Wat wordt er van je verwacht? Is het de bedoeling om te inspireren, te overtuigen, of te informeren? Waarover? Voor wie is de presentatie bedoeld? Wat is het niveau van het publiek en hun achtergrondkennis over de presentatie? Waar en wanneer is de presentatie? Heb je wel genoeg tijd om voor te bereiden? Weiger resoluut als je te weinig tijd hebt om voor te bereiden en schat deze tijd ruim in. Neem voor een presentatie van een half uur zeker twee weken de tijd. Deze tijd zul je niet volledig verbruiken, maar je zult die dagen zeker nodig hebben.

Hoe is de locatie? Zijn er meerdere sprekers en waar spreken zij over? Bied altijd aan om eerste of laatste spreker te zijn; het publiek is bij de eerste lezing het frist en de laatste gehoorde woorden zullen ook goed beklijven. Moet je spreken na de lunch, houd hier rekening mee. Het publiek zal dan vermoeider zijn dan in de ochtend.

Waarom is een presentatie de beste vorm voor dit doel? Waarom ben jij de beste presentator voor deze presentatie? Deze twee vragen zijn heel belangrijk. Enkel informatie overdracht is nooit voldoende reden om een presentatie te houden. Het publiek kan dan ook een artikel, memo of een boek lezen over het onderwerp. Bij een presentatie gebeurt er meer. Het is een moment van contact tussen jou en het publiek. Het onderwerp krijgt een gezicht: het jouwe.
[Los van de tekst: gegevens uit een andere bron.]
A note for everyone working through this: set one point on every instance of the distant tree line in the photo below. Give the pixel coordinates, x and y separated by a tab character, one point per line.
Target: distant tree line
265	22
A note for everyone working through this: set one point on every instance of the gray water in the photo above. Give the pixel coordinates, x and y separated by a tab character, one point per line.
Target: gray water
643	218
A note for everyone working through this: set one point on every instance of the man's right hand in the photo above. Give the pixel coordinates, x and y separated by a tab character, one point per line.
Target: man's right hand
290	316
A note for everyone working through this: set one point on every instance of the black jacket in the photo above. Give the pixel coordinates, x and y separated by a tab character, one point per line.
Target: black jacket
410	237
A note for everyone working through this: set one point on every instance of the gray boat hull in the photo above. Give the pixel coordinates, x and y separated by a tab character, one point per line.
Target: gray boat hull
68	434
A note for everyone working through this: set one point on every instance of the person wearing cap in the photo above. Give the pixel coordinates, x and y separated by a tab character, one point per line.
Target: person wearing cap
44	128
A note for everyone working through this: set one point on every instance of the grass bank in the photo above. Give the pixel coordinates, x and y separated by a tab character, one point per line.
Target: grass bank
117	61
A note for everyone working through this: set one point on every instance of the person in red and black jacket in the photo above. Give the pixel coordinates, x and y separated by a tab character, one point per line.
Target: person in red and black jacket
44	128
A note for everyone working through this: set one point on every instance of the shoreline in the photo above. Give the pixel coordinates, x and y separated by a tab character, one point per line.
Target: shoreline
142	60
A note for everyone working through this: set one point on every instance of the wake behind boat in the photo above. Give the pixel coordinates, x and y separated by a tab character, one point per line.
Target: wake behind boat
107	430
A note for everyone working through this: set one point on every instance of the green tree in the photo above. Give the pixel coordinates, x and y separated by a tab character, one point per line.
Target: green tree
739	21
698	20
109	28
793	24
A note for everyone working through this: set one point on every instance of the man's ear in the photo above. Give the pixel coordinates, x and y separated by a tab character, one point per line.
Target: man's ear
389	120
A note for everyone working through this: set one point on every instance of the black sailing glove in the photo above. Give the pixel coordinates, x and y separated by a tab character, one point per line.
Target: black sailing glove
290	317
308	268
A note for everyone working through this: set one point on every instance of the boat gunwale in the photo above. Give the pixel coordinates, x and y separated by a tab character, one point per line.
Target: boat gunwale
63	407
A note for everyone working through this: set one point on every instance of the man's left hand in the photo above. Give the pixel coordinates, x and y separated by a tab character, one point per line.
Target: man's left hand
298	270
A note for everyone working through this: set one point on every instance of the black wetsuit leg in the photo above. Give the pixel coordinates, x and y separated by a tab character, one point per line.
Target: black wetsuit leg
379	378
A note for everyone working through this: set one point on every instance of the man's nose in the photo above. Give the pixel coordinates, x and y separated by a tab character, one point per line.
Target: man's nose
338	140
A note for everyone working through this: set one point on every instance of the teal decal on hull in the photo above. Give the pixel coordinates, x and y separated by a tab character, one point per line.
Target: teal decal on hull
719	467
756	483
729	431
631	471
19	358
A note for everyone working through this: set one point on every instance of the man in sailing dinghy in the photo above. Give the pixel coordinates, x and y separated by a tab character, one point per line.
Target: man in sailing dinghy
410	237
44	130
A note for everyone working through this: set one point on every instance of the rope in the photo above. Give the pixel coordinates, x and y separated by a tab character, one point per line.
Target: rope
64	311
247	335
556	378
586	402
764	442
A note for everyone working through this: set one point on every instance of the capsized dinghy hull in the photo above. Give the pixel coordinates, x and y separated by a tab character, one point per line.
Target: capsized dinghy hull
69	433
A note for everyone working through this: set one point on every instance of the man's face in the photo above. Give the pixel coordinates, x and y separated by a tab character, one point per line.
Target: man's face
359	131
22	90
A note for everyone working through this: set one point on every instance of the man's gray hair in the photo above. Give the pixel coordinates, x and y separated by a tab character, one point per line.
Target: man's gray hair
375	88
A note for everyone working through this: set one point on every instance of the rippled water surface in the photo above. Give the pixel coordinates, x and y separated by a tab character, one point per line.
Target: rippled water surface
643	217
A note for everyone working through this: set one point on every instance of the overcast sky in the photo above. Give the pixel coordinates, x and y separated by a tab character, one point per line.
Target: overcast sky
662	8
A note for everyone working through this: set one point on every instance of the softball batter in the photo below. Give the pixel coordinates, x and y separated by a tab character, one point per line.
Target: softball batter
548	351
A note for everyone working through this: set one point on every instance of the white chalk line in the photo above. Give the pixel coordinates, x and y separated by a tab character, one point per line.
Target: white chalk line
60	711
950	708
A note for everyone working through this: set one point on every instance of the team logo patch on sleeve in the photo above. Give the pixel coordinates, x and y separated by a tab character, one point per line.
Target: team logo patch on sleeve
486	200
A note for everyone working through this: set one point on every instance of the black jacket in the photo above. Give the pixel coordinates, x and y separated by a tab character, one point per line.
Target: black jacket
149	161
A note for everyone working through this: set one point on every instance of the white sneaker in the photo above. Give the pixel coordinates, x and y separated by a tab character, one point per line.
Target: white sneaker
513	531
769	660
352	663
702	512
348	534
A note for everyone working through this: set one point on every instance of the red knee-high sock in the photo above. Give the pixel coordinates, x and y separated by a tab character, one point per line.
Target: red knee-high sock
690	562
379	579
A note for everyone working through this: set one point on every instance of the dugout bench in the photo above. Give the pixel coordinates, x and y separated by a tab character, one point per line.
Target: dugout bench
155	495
Dit kan een groot voordeel zijn. Waarom jij? Wat is jouw betrokkenheid bij het onderwerp?

Drie voorbeelden van presentaties en hun doelen en presentatoren.

Michel, human resource manager bij een groot bedrijf. Gevraagd om een presentatie te geven over een nieuw personeelsbeleid omtrent een aankomende fusie. Het gonst onder het personeel over mogelijk gedwongen ontslagen. Dit is niet het geval, maar er komt wel een wisseling in visie op de bedrijfscultuur en een aantal nieuwe gedragsregels.
Doel: Het personeel informeren over de veranderingen omtrent de aankomende fusie (geen ontslagen, wel andere visie) en het personeel overtuigen dat het veranderingen ten goede zijn.
Zit het publiek hierop te wachten: Ja, het gaat om hun toekomst.
Waarom Michel: Hij is de man van human resource, het personeel weet dit en kent hem. Hij staat bekend als een geschikte vent met hart voor zijn mensen. Hij is de aangewezen persoon.
Waarom een presentatie: Een presentatie is voor dit onderwerp beter dan een memo. Het personeel wordt direct aangesproken en voelt zich betrokken bij het onderwerp. Michel ziet meteen de reacties en de sfeer, eventuele misverstanden kunnen meteen rechtgezet worden en eventuele negatieve reacties kunnen meteen beantwoord worden.

Bas, IT procesontwikkelaar in een middelgroot bedrijf. Gevraagd om een nieuw ontwikkelde toepassing te presenteren voor het management team en de sales afdeling van zijn bedrijf.
Doel: Het management team en de sales mensen informeren over de werking en mogelijkheden van de nieuwe toepassing. Trots zijn op de ontwikkelafdeling.
Zit het publiek hierop te wachten: Ja, voor de sales mensen is het noodzakelijk dat ze iets afweten van de producten en voor het management team is net zo noodzakelijk dat ze weten wat er in hun bedrijf gebeurt.
Waarom Bas: Bas is de beste ontwikkelaar. Hij is een supernerd, lijkt nooit buiten te komen en is herkenbaar aan het kopje koffie waar hij altijd achteraan loopt. Hij is de aangewezen persoon, omdat hij het hart is van de ontwikkelafdeling.
Waarom een presentatie: Een presentatie is voor dit onderwerp beter dan een geschreven artikel. Het publiek heeft niet dezelfde achtergrond en zal niet snel iets technisch vrijwillig gaan lezen. De ontwikkelaar persoonlijk zien zal ook bijdragen aan het betrokken gevoel.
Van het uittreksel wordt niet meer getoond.